ГУРГЕН СВОЁ СЛОВО СКАЗАЛ
Деревня
Армянские деревни бывают двух видов: по обе стороны от трассы – и далеко-далеко от дороги. Раньше для закладки деревни обычно выбирали подходящее место у реки, озера или ручья, строили посёлок и подводили к нему дорогу. У армян, видимо, это происходило иначе, более практично: находили дорогу и строили вдоль неё дома. Если есть дорога, всё остальное можно привезти.
С учётом ландшафта и истории Армении (холмы, скалы, горы, завоевания, геноцид, гонения) поселения получались какими-то голыми – без деревьев, с продуваемыми дворами и готовыми в любой момент покинуть дом и податься в бега людьми.
Деревня, где произошли события, о которых я собираюсь рассказать, затаилась где-то на самом краю страны среди гор, покрытых густыми лесами, при милой речке, гордо именуемой Река, с маленькими уютными домами, аккуратными, ухоженными двориками, неимоверно доброжелательными людьми и одной-единственной Дорогой, начинающейся в Деревне и ведущей в город.
… По Дороге, в направлении города, быстрым шагом шёл молодой человек.

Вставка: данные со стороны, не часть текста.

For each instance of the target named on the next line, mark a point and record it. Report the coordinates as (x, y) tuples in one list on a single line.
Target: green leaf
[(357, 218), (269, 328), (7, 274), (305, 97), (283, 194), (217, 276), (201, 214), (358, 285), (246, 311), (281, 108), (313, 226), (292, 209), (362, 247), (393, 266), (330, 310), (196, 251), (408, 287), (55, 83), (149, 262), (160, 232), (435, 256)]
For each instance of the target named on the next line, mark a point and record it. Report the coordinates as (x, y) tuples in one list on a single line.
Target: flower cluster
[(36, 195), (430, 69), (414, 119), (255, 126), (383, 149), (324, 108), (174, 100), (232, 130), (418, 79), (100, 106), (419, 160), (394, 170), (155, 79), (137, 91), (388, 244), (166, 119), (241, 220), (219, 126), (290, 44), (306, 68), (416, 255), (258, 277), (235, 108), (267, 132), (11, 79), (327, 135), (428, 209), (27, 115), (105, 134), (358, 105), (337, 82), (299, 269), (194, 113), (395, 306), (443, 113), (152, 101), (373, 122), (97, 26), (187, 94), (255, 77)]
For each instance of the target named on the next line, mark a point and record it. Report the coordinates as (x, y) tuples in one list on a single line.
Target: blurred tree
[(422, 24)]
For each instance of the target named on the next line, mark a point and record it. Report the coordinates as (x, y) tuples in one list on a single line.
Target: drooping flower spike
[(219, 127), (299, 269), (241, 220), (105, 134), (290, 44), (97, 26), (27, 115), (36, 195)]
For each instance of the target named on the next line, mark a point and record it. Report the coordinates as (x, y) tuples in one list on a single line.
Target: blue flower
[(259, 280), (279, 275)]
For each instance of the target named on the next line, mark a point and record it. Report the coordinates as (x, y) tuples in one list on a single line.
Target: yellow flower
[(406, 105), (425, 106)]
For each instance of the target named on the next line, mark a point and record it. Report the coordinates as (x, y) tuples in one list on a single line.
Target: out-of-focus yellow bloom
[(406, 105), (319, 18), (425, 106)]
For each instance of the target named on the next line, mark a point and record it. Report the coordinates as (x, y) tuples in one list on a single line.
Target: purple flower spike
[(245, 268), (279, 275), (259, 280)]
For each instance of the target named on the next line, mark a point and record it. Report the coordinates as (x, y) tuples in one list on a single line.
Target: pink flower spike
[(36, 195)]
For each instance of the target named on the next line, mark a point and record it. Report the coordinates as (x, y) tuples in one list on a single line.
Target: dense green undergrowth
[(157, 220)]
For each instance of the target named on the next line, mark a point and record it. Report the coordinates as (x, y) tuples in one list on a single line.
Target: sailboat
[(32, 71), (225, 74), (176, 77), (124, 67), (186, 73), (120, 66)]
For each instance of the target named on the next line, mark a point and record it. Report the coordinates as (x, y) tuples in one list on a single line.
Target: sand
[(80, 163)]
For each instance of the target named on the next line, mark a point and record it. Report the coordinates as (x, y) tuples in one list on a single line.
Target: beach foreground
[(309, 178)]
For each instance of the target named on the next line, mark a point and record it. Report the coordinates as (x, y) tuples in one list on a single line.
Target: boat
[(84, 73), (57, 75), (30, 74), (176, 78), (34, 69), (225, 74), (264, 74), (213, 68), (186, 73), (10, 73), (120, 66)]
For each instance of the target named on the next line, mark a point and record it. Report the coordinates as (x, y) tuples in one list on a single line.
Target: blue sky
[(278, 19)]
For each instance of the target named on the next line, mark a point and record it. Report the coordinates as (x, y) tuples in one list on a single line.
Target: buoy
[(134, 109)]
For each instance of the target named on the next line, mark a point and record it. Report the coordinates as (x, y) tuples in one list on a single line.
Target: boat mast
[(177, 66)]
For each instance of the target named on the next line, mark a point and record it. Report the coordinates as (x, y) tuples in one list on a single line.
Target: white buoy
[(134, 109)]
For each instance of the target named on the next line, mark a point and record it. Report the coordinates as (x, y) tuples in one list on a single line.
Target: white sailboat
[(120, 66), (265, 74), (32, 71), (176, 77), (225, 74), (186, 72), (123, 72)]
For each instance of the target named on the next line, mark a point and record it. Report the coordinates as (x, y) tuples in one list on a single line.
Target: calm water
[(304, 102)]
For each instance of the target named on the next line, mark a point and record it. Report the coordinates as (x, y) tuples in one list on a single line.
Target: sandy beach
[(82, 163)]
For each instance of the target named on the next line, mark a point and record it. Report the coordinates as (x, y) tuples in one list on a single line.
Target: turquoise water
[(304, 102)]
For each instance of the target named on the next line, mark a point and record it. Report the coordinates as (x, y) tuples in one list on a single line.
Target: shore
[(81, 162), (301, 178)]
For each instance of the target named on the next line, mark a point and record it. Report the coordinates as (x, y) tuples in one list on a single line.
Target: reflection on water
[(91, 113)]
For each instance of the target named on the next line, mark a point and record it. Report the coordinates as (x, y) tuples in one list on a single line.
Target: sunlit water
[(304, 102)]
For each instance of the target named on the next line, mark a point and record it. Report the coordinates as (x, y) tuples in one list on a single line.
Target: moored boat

На нём были, самодельные, рваные джинсы, аляповатая рубашка, рюкзак, ярко красного цвета, с которого свисали брелоки, цепочки и другая позвякивающая мелочь, а заранее отращенные волосы были собранны в хвостик. Семь утра, в Деревне это час пик, так что за «исходом» молодого человека следили со всех дворов. За ним следом бежали дети, с присущей только им самоотдачей оравшие: «Ориёрд Арме́н! Ориёрд Армен!» – что по-армянски означает «Мадемуазель Армен».
Молодой человек не особо реагировал на происходящее. Пройдя последний дом, он остановился, вскинул голову и с пафосом произнёс: «Европа – я уже иду к тебе!» В последний раз окинув ненавидящим взглядом родную Деревню, он повернулся и побежал по Дороге.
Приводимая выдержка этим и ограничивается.